Any legitimate claim against a business’s property is called a liability. Liability generally refers to the outside.

Examples of Liabilities are Capital, Provident fund, Accounts payable, Notes Payable, Bank overdraft, Bank Loan, Expenses Payable, etc.

Classification of Liabilities

The different types of liabilities are as follows

1. Internal Liabilities

The liability of the owner or owner of the organization or the liability of the company to the shareholders is referred to as internal liability.

Internal liability is the sum of the debts of the owner of the business. Accepted by the owners or shareholders, on payment or refund.

This type of liability is usually the result of the concept of a business entity.

Examples of Internal Liabilities:

  • Capital
  • Share Capital
  • Reserve Fund
  • Share Premium
  • Pension Fund
  • Bonus Fund
  • Welfare fund
  • Retained Earnings

2. External Liabilities

The aggregate of the debts owed by the organization to any party other than the owner of the business is referred to as external liability.

The sum of current liabilities and long-term liabilities is referred to as external liabilities.

Examples of External liabilities:

  • Accounts Payable
  • Bank Loan
  • Bank Overdraft
  • Liability for Guarantee

2.1. Current Liability

A liability that is limited to a short term, two or three months, a maximum of one year and a fixed period is referred to as the current liability.

Current liabilities or short-term liabilities are all liabilities that need to be repaid in an account or in a short period of time.

Examples of Current Liabilities:

  • Accounts Payable
  • Notes Payable
  • Unearned Revenue
  • Bank Overdraft
  • Expenses Payable
  • Short Term Loan

2.2. Long-term Liability

Long-term liabilities are generally referred to as long-term liabilities created for two or three years or more.
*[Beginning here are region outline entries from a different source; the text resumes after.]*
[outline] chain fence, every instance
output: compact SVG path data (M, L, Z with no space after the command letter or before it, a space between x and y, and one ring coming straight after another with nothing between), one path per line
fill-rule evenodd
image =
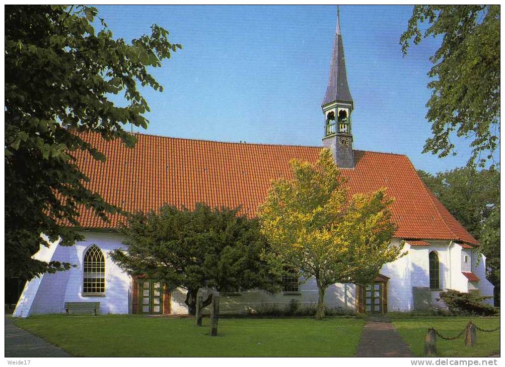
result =
M475 325L475 324L474 324L472 322L472 321L471 320L471 321L470 321L468 322L468 324L467 324L467 326L465 327L465 329L464 329L463 330L462 330L460 332L459 334L458 334L457 335L456 335L456 336L454 336L453 337L450 338L450 337L446 337L446 336L444 336L443 335L442 335L442 334L441 334L438 332L438 331L436 329L435 329L434 328L430 328L430 329L428 329L428 331L430 331L430 330L432 331L434 333L435 333L435 334L436 334L437 335L437 336L438 336L441 339L443 339L444 340L456 340L458 338L461 337L463 334L465 334L465 337L466 337L468 334L468 333L469 333L469 332L470 331L470 326L471 326L472 325L473 325L474 326L475 326L475 329L476 329L477 330L479 330L479 331L482 331L482 332L484 332L484 333L492 333L493 331L497 331L497 330L499 330L499 328L500 328L500 327L498 326L497 328L496 328L495 329L489 329L489 330L485 329L482 329L482 328L479 328L476 325Z

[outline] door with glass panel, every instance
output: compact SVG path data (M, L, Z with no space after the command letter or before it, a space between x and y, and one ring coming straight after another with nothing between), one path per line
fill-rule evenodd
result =
M382 312L382 283L373 283L365 286L365 311Z
M163 312L163 283L156 280L141 280L138 283L139 311L141 314Z

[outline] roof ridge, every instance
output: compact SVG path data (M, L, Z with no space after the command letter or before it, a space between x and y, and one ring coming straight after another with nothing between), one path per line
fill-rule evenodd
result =
M99 135L99 133L95 133L98 135ZM174 136L166 136L164 135L157 135L154 134L145 134L143 133L136 132L136 133L128 133L128 134L133 134L135 135L142 135L143 136L148 136L153 137L154 138L161 138L162 139L179 139L180 140L189 140L191 141L196 141L196 142L208 142L209 143L220 143L224 144L244 144L245 145L260 145L263 146L270 146L270 147L299 147L300 148L316 148L319 149L323 149L324 148L324 146L322 145L301 145L300 144L276 144L273 143L246 143L243 142L241 143L240 142L232 142L232 141L226 141L223 140L206 140L201 139L195 139L194 138L183 138L182 137L174 137ZM377 154L389 154L390 155L398 155L402 157L407 157L407 159L409 159L409 156L405 154L401 153L392 153L392 152L378 152L375 150L364 150L363 149L353 149L355 152L363 152L364 153L374 153ZM409 162L410 160L409 159ZM414 166L413 165L413 167ZM414 167L415 169L415 167Z
M428 198L429 202L431 204L431 205L433 206L433 208L435 210L435 212L436 213L436 214L438 215L439 218L440 219L441 219L442 222L443 223L443 224L445 225L445 227L447 228L447 230L448 230L449 232L451 233L452 236L455 238L459 238L459 237L456 235L456 234L454 233L454 232L452 231L452 229L450 228L450 226L447 224L447 222L445 221L445 220L443 218L443 216L442 215L442 214L438 210L438 208L437 207L437 206L433 202L433 198L432 197L434 197L434 195L433 194L433 193L431 192L431 190L430 190L430 189L428 189L428 187L425 184L424 181L421 179L420 177L419 177L419 175L417 173L417 171L416 170L416 167L414 166L414 164L413 164L412 162L411 162L410 159L408 159L408 157L407 157L407 159L409 160L409 164L410 164L411 166L412 166L412 168L414 170L414 171L416 172L416 177L417 178L418 180L419 180L419 181L421 181L421 185L422 185L423 188L424 189L425 191L426 192L426 193L428 194Z
M129 134L131 134L129 133ZM143 136L150 136L155 138L161 138L162 139L179 139L180 140L189 140L191 141L197 141L197 142L208 142L209 143L220 143L223 144L244 144L246 145L261 145L261 146L274 146L274 147L299 147L300 148L323 148L322 146L318 145L300 145L300 144L274 144L274 143L246 143L245 142L231 142L231 141L224 141L222 140L206 140L206 139L195 139L192 138L182 138L181 137L173 137L173 136L164 136L163 135L156 135L153 134L144 134L143 133L133 133L134 135L142 135Z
Liabilities that generally do not require payment within one year or are accepted for multiple accounting periods are defined as permanent or long-term liabilities.

These liabilities are commonly used for capital expenditure.

Examples of Long Term Liabilities

  • Bank Loan
  • Mortgage Loan
  • Debenture
  • Other Long-term Liabilities

 2.3. Contingent Liability

A contingent or uncertain liability is one that is subject to an event, that is, an event that may or may not be regarded as a liability to a business.

Contingent liabilities are claims that may be considered future business liabilities.

According to the principle of conservatism, a contingent liability is considered a liability.

According to the principles of full disclosure, a contingent liability is to be shown as a footnote in the Balance sheet.

Examples of Contingent Liabilities:

  • Liability for Guarantee
  • Liability for awaiting the court’s Judgment
  • Liability for Discounting Bills/Notes
Liabilities and Their Classification
Pic: Liabilities and their Classification

I think you’re clear about the liabilities and their classification after reading this article.